Mais justement, on n’y parle pas que d’amour ou de sentiments graves : Marie Chouinard nous fait des blagues tout au long du spectacle, par clins d’œil en plein milieu d’intensité ou par le biais de performances entières complètement absurdes. À la fin de chaque moitié (le spectacle est divisé en deux par une très courte pause, mais sans entracte), tous les danseur·euse·s se réunissent sur scène, muni·e·s de masques géants qui couvrent leur visage — des masques de vieillards, puis des masques de bébés —, qui ont l’air très réaliste tout en étant en totale inadéquation avec leurs corps. En vieillards, ils dansent de manière ridicule, en bébés, ils se pavanent entièrement nus.
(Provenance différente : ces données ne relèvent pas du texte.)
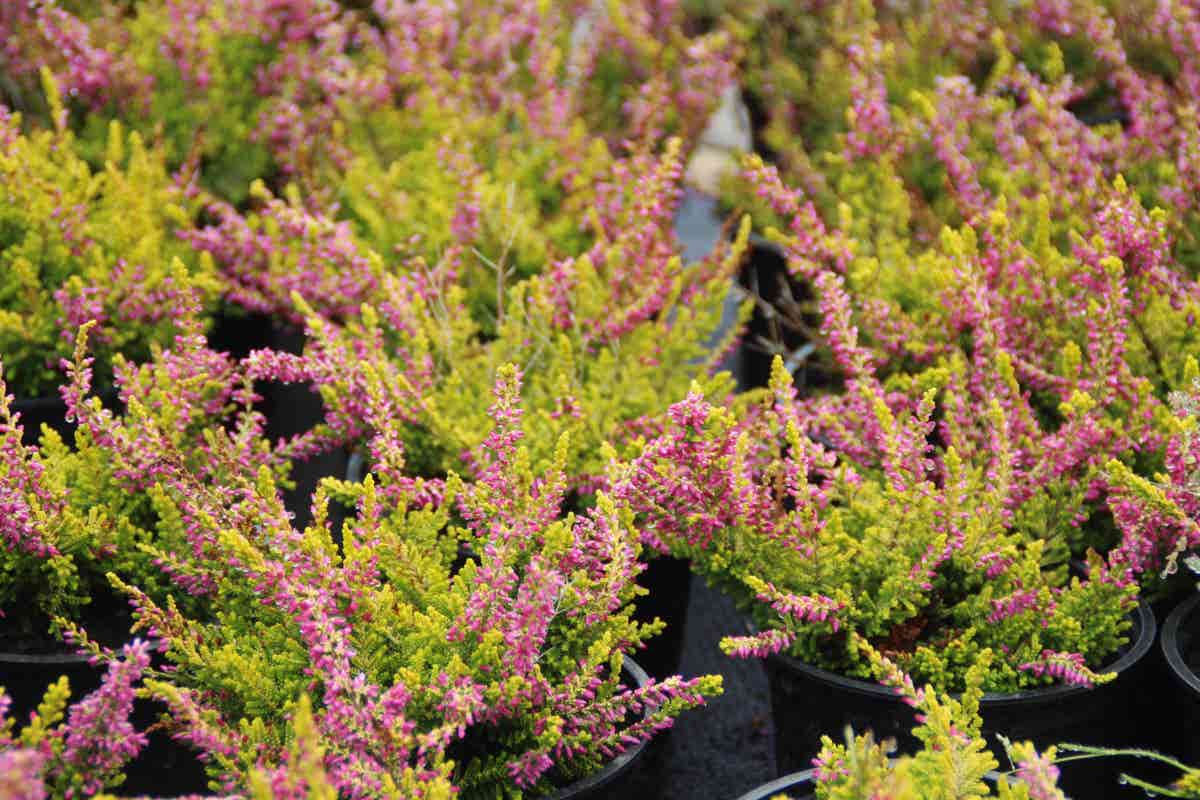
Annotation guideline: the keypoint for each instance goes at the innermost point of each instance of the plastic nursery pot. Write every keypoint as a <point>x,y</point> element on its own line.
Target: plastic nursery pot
<point>799,786</point>
<point>809,702</point>
<point>619,779</point>
<point>291,409</point>
<point>163,768</point>
<point>1181,648</point>
<point>780,323</point>
<point>669,583</point>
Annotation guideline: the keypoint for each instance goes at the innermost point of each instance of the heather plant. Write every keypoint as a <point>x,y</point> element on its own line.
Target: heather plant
<point>930,553</point>
<point>78,244</point>
<point>472,632</point>
<point>76,511</point>
<point>601,338</point>
<point>1159,516</point>
<point>496,142</point>
<point>953,761</point>
<point>1078,227</point>
<point>78,750</point>
<point>238,90</point>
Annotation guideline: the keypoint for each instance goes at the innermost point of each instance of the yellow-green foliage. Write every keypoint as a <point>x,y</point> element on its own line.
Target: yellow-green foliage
<point>576,379</point>
<point>952,764</point>
<point>78,244</point>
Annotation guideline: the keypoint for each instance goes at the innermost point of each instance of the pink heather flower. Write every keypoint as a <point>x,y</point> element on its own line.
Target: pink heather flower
<point>1041,776</point>
<point>1067,667</point>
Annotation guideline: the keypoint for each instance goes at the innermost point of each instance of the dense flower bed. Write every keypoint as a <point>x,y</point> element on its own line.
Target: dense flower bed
<point>465,211</point>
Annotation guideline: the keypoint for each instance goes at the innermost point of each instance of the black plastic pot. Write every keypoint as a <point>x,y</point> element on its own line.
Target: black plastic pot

Tout est déstabilisant et ne provoque que des réactions excessives. Et qu’on s’y connaisse ou pas en danse contemporaine, Radicale Vitalité frustre, parce que ses performances nous font sentir qu’on en garde tous·tes un peu trop à l’intérieur. Et à force de cris, de sauts, d’étreintes et de coups, les danseurs et danseuses de la compagnie nous donnent tous·tes envie de vivre l’amour et l’absurde de manière un peu plus forte.